Apply the taint to nodes that should wait for the CSI driver before accepting workloads:

1
2
3
4
5
# Taint a specific node
kubectl taint nodes <node-name> s3.csi.scality.com/agent-not-ready=:NoExecute

# Taint all nodes
kubectl taint nodes --all s3.csi.scality.com/agent-not-ready=:NoExecute

For new nodes joining the cluster, configure the taint in your node provisioning tooling (e.g., Cluster API, kops, or cloud provider node templates) so that nodes are tainted at creation time.

DaemonSet Toleration

The CSI DaemonSet automatically tolerates the agent-not-ready taint when node.defaultTolerations is enabled (the default). No additional configuration is needed.

Configuration

The taint watcher is automatically active when the CSI driver runs in node mode. It watches for the s3.csi.scality.com/agent-not-ready taint on the local node and removes it once driver registration is confirmed.

Timeout: The watcher runs for a maximum of 10 minutes. If the driver does not register within this time, the watcher stops and logs a warning. The taint will remain on the node and must be removed manually.
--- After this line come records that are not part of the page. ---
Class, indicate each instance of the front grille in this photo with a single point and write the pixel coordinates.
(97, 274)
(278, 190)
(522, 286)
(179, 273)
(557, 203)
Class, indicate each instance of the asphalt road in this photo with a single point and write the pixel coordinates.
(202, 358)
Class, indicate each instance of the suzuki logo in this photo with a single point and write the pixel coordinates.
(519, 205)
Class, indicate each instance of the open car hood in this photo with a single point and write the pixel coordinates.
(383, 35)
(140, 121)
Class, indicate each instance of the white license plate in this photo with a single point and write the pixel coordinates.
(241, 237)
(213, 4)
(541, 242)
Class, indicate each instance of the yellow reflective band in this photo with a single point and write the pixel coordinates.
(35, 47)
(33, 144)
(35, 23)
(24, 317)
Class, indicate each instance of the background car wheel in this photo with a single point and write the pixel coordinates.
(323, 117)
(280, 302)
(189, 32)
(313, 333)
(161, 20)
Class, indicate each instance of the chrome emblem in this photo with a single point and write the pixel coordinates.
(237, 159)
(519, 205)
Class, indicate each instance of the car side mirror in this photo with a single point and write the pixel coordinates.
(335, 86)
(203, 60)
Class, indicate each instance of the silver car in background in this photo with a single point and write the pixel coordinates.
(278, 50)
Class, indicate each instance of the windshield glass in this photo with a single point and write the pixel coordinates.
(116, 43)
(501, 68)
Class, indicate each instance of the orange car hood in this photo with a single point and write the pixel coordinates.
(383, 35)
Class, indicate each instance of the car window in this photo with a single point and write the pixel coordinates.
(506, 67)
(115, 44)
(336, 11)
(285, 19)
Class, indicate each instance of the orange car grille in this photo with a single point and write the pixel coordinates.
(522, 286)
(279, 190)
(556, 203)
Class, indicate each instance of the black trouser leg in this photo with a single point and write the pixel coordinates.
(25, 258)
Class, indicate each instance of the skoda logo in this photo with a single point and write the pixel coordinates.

RBAC: The node service account requires get, patch, list, watch on nodes and get on csinodes. These permissions are included in the default Helm chart RBAC configuration.

Verification

Check if the taint is present

1
kubectl describe node <node-name> | grep agent-not-ready

If the command returns no output, the taint has been removed (driver is ready).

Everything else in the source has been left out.